Despite investments in education that amount to approximately 20 per cent of the government budget in the post-apartheid era, the groups that were previously denied educational opportunities are still the same groups that suffer from educational inequity today. The historical legacy of underfunded Black and mostly rural schools has made it difficult to redress deficits in schooling infrastructure and teacher training, implying that the 75–80 per cent of South African learners that depend on the public schooling system have poorer educational outcomes, thus exacerbating inequality further (Mlachila and Moeletsi 2019). A similar bimodal system also prevails in the public health care system, on which more than 80 per cent of South African households rely on. A study by Atuguba et al. (2011) showed that despite the lowest socio-economic groups bearing the largest burden of illness, this group also recorded the lowest level of health service utilisation and derived the least benefits. Research has shown that the relationship between health and poverty is inextricably linked, and that ill health prevents individuals from actively engaging in labour.

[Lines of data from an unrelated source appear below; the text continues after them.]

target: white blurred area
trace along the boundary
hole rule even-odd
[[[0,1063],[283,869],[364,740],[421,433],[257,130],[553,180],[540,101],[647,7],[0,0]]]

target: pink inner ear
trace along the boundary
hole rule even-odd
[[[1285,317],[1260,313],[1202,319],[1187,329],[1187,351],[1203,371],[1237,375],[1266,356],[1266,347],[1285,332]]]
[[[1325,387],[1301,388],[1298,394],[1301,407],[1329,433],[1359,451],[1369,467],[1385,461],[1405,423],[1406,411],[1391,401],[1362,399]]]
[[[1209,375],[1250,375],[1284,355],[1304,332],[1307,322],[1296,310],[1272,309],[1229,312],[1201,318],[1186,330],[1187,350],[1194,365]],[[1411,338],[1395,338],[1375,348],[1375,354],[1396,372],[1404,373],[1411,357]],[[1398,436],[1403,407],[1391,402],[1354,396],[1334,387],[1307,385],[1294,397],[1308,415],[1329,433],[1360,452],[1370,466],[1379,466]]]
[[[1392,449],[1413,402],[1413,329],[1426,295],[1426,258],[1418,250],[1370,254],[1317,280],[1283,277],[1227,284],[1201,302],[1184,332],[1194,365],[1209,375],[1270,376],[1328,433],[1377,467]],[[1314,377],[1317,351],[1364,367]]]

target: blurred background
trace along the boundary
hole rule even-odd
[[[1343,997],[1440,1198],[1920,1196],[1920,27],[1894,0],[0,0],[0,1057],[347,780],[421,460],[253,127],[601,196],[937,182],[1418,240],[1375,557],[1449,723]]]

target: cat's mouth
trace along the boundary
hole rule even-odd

The engagement of the international community in South Africa’s efforts to address poverty and inequality has been primarily focused on multilateral trade and foreign direct investment. Until recently, South Africa had been able to avoid seeking assistance from international financial institutions like the World Bank or the International Monetary Fund, instead engaging in multilateral trade and promoting foreign direct investment. However, the South African government was eventually compelled to enter into discussions with the World Bank and International Monetary Fund around the development of an economic assistance programme due to the significant economic impact of the Covid-19 pandemic. As a middle-income state, South Africa has been a recipient of Official Development Assistance particularly since international sanctions were lifted at the end of apartheid in 1994. That said, contributions have remained relatively low in relation to the overall budget – amounting to approximately 0.2 per cent of total government spending. National Treasury (2020) data notes that in 2019/20 South Africa received approximately US$300million in contributions from foreign governments and international organisations. The inability of the current government to lift South Africans out of poverty and allow them to become economically engaged and active citizens reflects trends elsewhere in the Global South where current manifestations of inequality are deeply rooted in pre-colonial and colonial political and economic systems. The inability to break away from this trajectory has been worsened by the effects of the Global Financial Crisis and more recently the Covid-19 pandemic, which have brought about deeper and wider cuts to social welfare and support services thus pushing more people into poverty.